Vol. 6 No. 2 : 40 - 50

KEPATUHAN MINUM OBAT PADA PASIEN DIABETES MELITUS TIPE 2 DI WILAYAH KERJA PUSKESMAS TABANAN II TAHUN 2019

Ida Ayu Putu Mita Diantari K.*, I Made Sutarga

Program Studi Sarjana Kesehatan Masyarakat, Fakultas Kedokteran, Universitas Udayana

*email : mitadiantari87@gmail.com

ABSTRAK

Presentase kematian akibat diabetes di Indonesia merupakan yang tertinggi kedua setelah Sri Lanka. Salah satu perilaku pengendalian DM yaitu kepatuhan minum obat. Kepatuhan pengobatan yang rendah dapat mengakibatkan peningkatan penyakit komplikasi dan risiko rawat inap. Puskesmas Tabanan II merupakan puskesmas yang memiliki jumlah kunjungan pasien DM tipe 2 terbanyak di Kabupaten Tabanan. Penelitian ini bertujuan untuk mengetahui tingkat kepatuhan minum obat pada pasien DM tipe 2 di wilayah kerja Puskesmas Tabanan II. Desain penelitian merupakan observasional deskripstif dengan menggunakan rancangan studi cross sectional untuk menggambarkan kepatuhan minum obat pada pasien DM tipe 2 di wilayah kerja Puskesmas Tabanan II. Teknik pengambilan sampel dilakukan dengan metode systematic random sampling. Penelitian ini menggunakan analisis inferensial berupa analisis univariat dan analisis bivariat. Sampel dalam penelitian ini yaitu pasien DM tipe 2 di wilayah kerja Puskesmas Tabanan II. Hasil analisis memperlihatkan bahwa dari 69 responden, 52 responden (75,36%) dikategorikan patuh dan 17 responden (24,64%) sisanya dikategorikan tidak patuh. Hal ini disebabkan oleh beberapa faktor yaitu umur, jenis kelamin, tingkat pendidikan, pekerjaan, jenis obat yang dikonsumsi, lama menderita DM, dan dukungan keluarga. Disarankan agar puskesmas dapat meningkatkan edukasi terkait pentingnya dukungan keluarga kepada keluarga pasien DM tipe 2 agar kepatuhan minum obat dapat meningkat.

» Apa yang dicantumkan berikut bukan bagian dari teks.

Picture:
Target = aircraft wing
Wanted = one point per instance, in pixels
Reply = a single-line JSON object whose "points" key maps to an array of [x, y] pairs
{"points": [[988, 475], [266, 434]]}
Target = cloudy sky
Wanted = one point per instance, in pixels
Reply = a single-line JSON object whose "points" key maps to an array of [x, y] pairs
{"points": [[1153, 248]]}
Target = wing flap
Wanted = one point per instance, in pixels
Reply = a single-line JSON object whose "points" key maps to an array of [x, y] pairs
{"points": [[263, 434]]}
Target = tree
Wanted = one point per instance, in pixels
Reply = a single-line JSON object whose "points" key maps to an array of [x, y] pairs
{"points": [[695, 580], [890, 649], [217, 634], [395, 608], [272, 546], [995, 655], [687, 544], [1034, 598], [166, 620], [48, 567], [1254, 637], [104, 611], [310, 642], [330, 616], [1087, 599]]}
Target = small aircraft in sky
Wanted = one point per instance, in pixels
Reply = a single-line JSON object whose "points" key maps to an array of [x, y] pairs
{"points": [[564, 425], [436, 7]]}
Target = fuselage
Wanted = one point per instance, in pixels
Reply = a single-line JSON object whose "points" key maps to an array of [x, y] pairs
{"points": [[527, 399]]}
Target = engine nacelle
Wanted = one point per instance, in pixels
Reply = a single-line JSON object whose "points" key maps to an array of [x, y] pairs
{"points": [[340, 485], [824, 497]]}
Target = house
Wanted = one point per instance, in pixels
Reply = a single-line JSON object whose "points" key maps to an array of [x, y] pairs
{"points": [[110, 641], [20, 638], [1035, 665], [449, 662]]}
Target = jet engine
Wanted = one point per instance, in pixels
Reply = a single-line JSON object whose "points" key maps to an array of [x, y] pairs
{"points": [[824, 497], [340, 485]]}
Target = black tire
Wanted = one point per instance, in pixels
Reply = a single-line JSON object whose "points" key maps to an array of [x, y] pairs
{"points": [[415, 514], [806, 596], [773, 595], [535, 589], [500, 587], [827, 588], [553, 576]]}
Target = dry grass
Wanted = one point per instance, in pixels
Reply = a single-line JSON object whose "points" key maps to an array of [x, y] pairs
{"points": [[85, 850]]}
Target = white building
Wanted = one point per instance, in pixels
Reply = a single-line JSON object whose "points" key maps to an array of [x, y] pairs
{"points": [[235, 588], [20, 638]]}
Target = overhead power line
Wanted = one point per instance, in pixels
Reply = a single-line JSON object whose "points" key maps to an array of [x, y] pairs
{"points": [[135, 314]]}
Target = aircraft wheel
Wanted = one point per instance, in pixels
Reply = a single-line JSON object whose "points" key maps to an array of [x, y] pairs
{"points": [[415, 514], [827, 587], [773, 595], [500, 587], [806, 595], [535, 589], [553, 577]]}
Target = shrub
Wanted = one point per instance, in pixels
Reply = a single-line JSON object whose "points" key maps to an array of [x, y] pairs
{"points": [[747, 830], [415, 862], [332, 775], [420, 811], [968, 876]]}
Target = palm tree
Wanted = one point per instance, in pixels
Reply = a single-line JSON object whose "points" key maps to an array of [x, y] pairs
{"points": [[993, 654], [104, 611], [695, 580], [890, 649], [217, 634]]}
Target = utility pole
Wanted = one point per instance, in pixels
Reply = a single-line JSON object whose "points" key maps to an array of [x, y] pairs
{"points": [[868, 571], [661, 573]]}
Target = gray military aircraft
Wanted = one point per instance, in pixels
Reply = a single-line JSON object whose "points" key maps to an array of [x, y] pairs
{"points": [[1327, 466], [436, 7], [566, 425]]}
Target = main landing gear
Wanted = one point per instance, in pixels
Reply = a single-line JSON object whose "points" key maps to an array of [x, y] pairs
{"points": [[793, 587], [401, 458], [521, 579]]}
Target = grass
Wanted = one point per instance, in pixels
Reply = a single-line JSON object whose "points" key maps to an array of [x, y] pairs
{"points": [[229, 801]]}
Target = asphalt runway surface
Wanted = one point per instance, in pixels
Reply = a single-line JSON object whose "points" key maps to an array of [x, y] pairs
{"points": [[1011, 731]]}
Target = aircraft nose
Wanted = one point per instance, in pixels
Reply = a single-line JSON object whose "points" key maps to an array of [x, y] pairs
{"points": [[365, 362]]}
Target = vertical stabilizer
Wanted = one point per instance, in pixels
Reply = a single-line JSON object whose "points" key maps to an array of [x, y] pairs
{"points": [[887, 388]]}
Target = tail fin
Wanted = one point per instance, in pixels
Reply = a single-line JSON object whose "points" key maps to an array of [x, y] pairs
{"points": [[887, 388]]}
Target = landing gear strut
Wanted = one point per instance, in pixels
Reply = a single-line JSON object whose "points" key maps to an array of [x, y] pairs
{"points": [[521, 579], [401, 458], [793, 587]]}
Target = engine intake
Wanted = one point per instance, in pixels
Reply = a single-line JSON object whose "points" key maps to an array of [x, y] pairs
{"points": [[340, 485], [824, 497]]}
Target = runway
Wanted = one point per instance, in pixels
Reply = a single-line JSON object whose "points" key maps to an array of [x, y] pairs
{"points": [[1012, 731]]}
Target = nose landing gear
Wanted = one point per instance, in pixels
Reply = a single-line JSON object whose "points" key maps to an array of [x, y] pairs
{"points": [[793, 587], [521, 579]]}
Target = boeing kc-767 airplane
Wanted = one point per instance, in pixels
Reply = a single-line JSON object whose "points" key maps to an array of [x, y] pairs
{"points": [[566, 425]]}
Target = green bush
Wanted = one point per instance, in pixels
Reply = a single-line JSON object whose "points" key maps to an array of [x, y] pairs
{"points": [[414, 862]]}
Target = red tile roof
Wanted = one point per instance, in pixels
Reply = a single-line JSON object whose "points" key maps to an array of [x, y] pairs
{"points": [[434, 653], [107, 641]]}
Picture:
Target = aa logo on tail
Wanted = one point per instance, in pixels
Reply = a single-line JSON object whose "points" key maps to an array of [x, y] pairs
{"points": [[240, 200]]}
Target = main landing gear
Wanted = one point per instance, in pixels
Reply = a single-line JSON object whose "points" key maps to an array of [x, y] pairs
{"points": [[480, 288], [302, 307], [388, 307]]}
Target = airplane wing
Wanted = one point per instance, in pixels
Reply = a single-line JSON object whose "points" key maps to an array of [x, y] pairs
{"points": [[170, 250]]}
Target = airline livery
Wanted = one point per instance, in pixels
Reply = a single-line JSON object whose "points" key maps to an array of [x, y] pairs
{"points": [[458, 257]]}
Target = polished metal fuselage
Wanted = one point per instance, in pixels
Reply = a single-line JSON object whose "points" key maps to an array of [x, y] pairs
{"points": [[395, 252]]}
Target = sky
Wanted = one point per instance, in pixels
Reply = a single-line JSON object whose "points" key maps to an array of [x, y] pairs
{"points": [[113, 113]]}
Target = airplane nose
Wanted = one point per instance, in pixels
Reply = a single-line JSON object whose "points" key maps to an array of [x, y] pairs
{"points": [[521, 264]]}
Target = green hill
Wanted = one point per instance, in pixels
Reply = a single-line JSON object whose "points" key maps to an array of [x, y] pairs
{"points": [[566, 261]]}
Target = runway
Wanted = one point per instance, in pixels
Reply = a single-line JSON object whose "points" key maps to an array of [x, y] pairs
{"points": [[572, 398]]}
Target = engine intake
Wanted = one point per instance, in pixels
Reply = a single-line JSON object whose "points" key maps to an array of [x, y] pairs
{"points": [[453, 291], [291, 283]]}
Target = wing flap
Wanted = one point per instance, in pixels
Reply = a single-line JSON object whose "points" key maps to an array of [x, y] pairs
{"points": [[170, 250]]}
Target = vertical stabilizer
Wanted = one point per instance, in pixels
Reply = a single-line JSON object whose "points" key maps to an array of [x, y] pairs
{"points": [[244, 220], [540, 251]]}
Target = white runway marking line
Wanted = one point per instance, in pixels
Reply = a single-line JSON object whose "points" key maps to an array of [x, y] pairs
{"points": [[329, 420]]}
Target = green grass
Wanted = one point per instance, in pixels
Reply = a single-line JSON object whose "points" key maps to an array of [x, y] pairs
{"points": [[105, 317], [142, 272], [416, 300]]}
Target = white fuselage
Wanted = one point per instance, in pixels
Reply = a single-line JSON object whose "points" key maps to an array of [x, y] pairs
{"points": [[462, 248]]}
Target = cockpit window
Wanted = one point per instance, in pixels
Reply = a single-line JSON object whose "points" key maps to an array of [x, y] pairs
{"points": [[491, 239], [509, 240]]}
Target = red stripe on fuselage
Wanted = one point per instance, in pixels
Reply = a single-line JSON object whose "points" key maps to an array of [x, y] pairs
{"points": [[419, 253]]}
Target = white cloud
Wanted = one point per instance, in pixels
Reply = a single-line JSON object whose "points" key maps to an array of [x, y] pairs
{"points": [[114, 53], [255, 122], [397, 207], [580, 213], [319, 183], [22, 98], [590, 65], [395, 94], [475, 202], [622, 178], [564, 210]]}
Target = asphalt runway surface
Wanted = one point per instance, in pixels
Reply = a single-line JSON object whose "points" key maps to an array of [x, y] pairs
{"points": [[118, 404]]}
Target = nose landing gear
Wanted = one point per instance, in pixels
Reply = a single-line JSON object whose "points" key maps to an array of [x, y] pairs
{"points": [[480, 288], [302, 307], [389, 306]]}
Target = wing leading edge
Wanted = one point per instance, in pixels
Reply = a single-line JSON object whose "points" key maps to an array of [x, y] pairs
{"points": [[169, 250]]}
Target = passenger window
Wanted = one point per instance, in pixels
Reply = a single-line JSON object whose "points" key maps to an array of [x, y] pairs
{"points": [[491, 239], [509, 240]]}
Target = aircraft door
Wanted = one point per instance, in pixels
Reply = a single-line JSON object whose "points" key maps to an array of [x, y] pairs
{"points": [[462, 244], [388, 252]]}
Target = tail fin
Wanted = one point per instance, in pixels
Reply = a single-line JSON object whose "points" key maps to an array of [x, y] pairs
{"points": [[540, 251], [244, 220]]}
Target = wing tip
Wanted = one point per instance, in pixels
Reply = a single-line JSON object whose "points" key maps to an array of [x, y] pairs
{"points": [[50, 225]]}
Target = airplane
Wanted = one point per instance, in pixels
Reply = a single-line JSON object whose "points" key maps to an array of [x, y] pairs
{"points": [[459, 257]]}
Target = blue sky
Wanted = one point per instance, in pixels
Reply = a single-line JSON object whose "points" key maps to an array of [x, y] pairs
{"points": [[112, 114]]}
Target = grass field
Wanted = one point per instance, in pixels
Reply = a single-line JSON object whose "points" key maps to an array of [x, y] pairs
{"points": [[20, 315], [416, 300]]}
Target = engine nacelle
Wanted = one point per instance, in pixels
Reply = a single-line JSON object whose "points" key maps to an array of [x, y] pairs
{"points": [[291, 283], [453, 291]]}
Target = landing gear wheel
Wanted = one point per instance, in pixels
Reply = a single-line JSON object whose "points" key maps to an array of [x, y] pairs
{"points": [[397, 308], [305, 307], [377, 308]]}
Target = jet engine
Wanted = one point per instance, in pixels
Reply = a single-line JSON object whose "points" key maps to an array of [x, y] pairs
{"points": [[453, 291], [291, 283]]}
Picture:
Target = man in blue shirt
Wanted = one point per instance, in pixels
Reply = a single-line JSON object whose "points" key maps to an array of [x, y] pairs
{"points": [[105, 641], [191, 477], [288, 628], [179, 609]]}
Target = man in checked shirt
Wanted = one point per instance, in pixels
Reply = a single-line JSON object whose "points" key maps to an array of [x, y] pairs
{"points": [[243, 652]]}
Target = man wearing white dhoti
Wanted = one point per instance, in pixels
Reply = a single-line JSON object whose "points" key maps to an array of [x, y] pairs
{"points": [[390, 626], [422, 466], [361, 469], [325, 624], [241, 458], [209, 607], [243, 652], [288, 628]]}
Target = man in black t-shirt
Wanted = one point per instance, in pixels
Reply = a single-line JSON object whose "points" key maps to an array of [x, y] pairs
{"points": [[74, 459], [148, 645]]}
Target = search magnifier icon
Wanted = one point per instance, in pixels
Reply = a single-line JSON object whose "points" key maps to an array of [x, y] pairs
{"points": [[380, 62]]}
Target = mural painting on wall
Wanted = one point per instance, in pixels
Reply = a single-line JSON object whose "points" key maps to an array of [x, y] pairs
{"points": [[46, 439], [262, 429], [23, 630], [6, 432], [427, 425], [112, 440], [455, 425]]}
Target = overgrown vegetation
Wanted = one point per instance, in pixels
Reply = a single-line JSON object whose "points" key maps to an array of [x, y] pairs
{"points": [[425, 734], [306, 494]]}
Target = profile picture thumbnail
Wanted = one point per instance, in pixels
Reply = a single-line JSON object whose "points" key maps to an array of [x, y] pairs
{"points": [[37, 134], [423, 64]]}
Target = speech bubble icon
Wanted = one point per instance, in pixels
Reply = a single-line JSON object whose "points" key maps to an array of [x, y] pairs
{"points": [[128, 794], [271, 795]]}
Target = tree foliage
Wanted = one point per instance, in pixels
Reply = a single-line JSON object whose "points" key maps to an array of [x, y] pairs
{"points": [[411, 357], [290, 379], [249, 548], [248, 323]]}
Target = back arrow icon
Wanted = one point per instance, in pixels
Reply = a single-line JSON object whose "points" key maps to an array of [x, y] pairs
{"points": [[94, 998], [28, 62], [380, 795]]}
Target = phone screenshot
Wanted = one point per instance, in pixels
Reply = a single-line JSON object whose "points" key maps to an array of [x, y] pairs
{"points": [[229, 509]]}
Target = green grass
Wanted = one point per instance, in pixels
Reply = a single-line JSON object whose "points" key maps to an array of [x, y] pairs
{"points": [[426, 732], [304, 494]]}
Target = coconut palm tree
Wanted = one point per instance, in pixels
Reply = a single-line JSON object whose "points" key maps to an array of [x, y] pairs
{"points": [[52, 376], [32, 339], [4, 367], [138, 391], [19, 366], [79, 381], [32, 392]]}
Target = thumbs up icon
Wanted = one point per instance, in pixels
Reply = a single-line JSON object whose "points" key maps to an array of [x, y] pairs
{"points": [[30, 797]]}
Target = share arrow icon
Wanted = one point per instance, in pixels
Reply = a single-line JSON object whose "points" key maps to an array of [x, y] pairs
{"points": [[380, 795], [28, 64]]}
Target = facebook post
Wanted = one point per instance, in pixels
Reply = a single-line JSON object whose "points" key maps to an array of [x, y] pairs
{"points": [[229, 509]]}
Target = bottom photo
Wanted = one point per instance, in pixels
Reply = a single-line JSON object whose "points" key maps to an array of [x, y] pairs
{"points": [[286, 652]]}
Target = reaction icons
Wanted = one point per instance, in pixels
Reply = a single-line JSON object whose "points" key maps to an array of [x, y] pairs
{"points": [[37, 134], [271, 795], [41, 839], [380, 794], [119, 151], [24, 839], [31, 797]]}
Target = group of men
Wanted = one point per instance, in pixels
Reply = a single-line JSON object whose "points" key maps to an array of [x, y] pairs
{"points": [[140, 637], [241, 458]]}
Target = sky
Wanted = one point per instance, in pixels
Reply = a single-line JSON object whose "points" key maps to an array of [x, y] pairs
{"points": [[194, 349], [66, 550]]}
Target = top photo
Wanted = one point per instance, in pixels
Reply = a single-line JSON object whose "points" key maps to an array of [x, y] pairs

Kata Kunci : Diabetes Melitus, Kepatuhan Minum Obat, Dukungan Keluarga

ABSTRACT

The percentage of deaths from diabetes in Indonesia is the second highest after Sri Lanka. One of the behaviors for controlling diabetes mellitus is adherence with taking madication. Adherence with treatment that can increase risk of complications and the risk of hospitalization. Puskesmas Tabanan II is a health center that has the highest number of type 2 DM patient visits in Tabanan Regency. This study aims to determine the success rate of taking medication in type 2 DM patients in the working area of Puskesmas Tabanan II. The research design was descriptive observational using a cross sectional study design to describe medication adherence in type 2 DM patients in the Puskesmas Tabanan II working area in 2019. The sampling technique was a systematic random sampling method. This study use inferential analysis in the form of univariate analysis and bivariate analysis. The sample of this study is type 2 DM patients in the Puskesmas Tabanan II working area. The results of the analysis show that of 69 respondents, 52 respondents (75.36%) were categorized as obedient and 17 respondents (24.64%) were categorized as non-compliant. This is caused by several factors, namely age, sex, level of education, occupation, type of medication consumed, duration of suffering from diabetes, and family support. It is recommended that Puskesmas can increased education regarding the importance of family support to families of type 2 DM patients so that adherence to medication, especially taking medication can be increased.

Keywords: Diabetes Mellitus, Adherence with Taking Medication, Family Support

PENDAHULUAN

Diabetes Melitus (DM) adalah penyakit gangguan metabolic menahun akibat pancreas tidak memproduksi cukup insulin atau tubuh tidak dapat menggunakan insulin yang di produksi secara efektif. Insulin adalah hormon yang mengatur keseimbangan kadar gula

darah. akibatnya terjadi peningkatan konsentrasi glukosa di dalam darah (hiperglikemia) (Depkes, 2014).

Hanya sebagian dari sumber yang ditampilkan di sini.